Chez les plantes, on observe une particularité jamais rapportée pour les animaux : l’existence d’un site unique de fixation dans la région codante de l’ARNm cible, sur lequel le microARN peut s’hybrider de façon presque parfaite (Figure 2). Le faible nombre de mésappariements entre le microARN et sa cible est responsable du mécanisme de répression mis en oeuvre : la coupure de l’ARNm au milieu du site d’hybridation du microARN [33] (Figure 2). Dans les faits, la grande majorité des microARN de plantes fonctionnent comme des ARN interférents [34]. Toutefois, très récemment, il a été montré, chez A. thaliana, que le miR172 réprimait directement la traduction de la protéine APETALA2, comme cela est généralement le cas chez les animaux [35, 36]. La grande majorité des microARN, chez les plantes, présentent une forte homologie de séquence avec leurs cibles. Cette particularité a permis, dès 2002, chez A. thaliana, d’identifier 49 cibles potentielles, soit au moins une cible pour chaque microARN [37]. La plupart d’entre elles ont été validées expérimentalement par la suite (pour revue, voir [38]).

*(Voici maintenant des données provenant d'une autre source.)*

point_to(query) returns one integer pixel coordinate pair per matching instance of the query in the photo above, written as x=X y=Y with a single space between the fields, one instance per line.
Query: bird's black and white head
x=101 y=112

Les microARN identifiés chez les plantes ciblent préférentiellement des facteurs de transcription qui jouent un rôle prépondérant dans le développement ou la différenciation cellulaire, bien que les facteurs de transcription ne représentent que 6 % des séquences annotées chez A. thaliana [39]. Les microARN pourraient donc constituer un mécanisme privilégié de contrôle de l’expression de cette catégorie particulière de protéines chez les plantes. Le rôle des microARN dans le développement et la différenciation est conforté par l’observation des mutants chez lesquels des protéines impliquées dans le métabolisme des microARN sont touchées (AGO1, DCL1, HEN1 et HYL1) ; ces mutants présentent en effet de fortes modifications développementales [26-28]. De plus, l’expression de cibles (TCP2, TCP4, MYB33) portant des mutations silencieuses résistantes au clivage par des microARN se traduit par des anomalies importantes du développement [28, 36, 40].

Conclusions

Au cours des trois dernières années, des progrès immenses ont été faits dans la découverte des petits ARNnc dont les ARNsi et les microARN ne représentent vraisemblablement que la partie émergée de l’iceberg. Cette catégorie particulière d’ARN, les ribo-régulateurs, est capable d’éteindre l’activité d’un gène en agissant directement sur l’ARNm ou le gène. Ces ribo-régulateurs exercent systématiquement une régulation négative soit en découpant l’ARNm cible soit en se fixant sur la région 3’ UTR de l’ARNm et en bloquant la traduction. Très récemment, il a été montré que ces deux mécanismes d’action co-existent dans les règnes animal et végétal.